Green’s Dictionary of Slang

V n.1

[Lat. numeral V, five]

1. (US, also V-spot) a five-dollar bill.

[US]N.Y. Herald 9 May 2/3: V’s, X’s, L’s, and C’s of the Dry Dock Bank.
[US]N.Y. Herald 7 Feb. 2/2–3: When they can raise a cool X. they drive as far as Bradshaw’s, and dine. When they can only circumvent a V., they stop at the Red House, or at the Widow’s.
[US]J.R. Lowell Biglow Papers (1880) 129/2: Gloss. V spot, a five-dollar bill.
[US]C.A. Bristed Upper Ten Thousand 239: He strutted off with his V., to the great amusement of the bystanders.
[US] ‘Bobbing around!’ in Fred Shaw’s Champion Comic Melodist 20: Be so kind as to lend me a V.
[US]‘Johnny Cross’ ‘When I Felt Awful Blue’ in Orig. Pontoon Songster 18: If a friend asks you to lend a V, it puts you in a stew.
[US]Nat. Police Gaz. (NY) 15 Nov. 14/4: It [...] made all the others more than willing to pass over the Vs.
[US]N.Y. Tribune 16 May 38/2: By the way, Dick, dear old fellow, let me have a V?
[US]‘Hugh McHugh’ Down the Line 21: I took my lonely V and went out into the Promised Land after the nuggets Maddy had put me wise to.
[US]Ade Knocking the Neighbors 229: [He] gave Albert a V and told him to hunt up some of his Boy Friends and take them to a Matinee at the Orpheum.
[US]M. Bodenheim Georgie May 21: They were right on deck for their V’s and ten-spots.
[US]Irwin Amer. Tramp and Und. Sl. 193: V. – Five dollars; a five-dollar bill.
[US]Goldin et al. DAUL 233/1: V. 1. A five-dollar bill.
[US]Ragen & Finston World’s Toughest Prison 822: V – Five dollars.

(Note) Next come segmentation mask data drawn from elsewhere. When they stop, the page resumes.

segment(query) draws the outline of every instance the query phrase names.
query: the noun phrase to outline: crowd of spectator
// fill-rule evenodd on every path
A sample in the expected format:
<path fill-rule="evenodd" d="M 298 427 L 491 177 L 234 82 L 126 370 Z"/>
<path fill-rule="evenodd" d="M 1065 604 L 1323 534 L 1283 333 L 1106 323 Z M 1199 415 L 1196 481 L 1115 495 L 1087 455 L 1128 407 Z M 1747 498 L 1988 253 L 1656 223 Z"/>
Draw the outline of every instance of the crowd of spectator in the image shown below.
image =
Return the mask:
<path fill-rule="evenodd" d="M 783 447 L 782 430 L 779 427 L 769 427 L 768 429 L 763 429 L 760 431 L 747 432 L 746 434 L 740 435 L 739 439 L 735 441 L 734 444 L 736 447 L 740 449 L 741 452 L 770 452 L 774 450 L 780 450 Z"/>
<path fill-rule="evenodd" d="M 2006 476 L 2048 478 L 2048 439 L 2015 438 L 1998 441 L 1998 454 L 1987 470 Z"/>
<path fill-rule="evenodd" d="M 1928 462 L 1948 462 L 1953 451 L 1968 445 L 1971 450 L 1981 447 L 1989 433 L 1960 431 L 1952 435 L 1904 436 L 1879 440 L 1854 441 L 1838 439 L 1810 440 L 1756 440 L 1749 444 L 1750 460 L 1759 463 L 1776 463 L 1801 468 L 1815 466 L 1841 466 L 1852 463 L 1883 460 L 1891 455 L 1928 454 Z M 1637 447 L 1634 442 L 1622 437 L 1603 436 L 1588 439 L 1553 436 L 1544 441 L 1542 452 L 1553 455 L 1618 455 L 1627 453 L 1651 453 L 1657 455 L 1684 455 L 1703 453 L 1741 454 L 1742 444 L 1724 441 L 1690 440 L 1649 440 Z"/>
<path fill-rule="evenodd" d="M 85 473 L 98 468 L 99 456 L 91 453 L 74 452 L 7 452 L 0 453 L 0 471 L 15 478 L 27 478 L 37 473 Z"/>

2. (US prison) a five-year jail sentence.

[US] ‘Experience’ in Lingenfelter et al. Songs of the Amer. West (1968) 324: The beak handed me a hard labor ‘V.’.
[US]Goldin et al. DAUL 233/1: V. [...] 2. A five-year sentence.
[US]B. Jackson Get Your Ass in the Water (1974) 132: They sent me up the river to do a little ‘V’ [five-year sentence].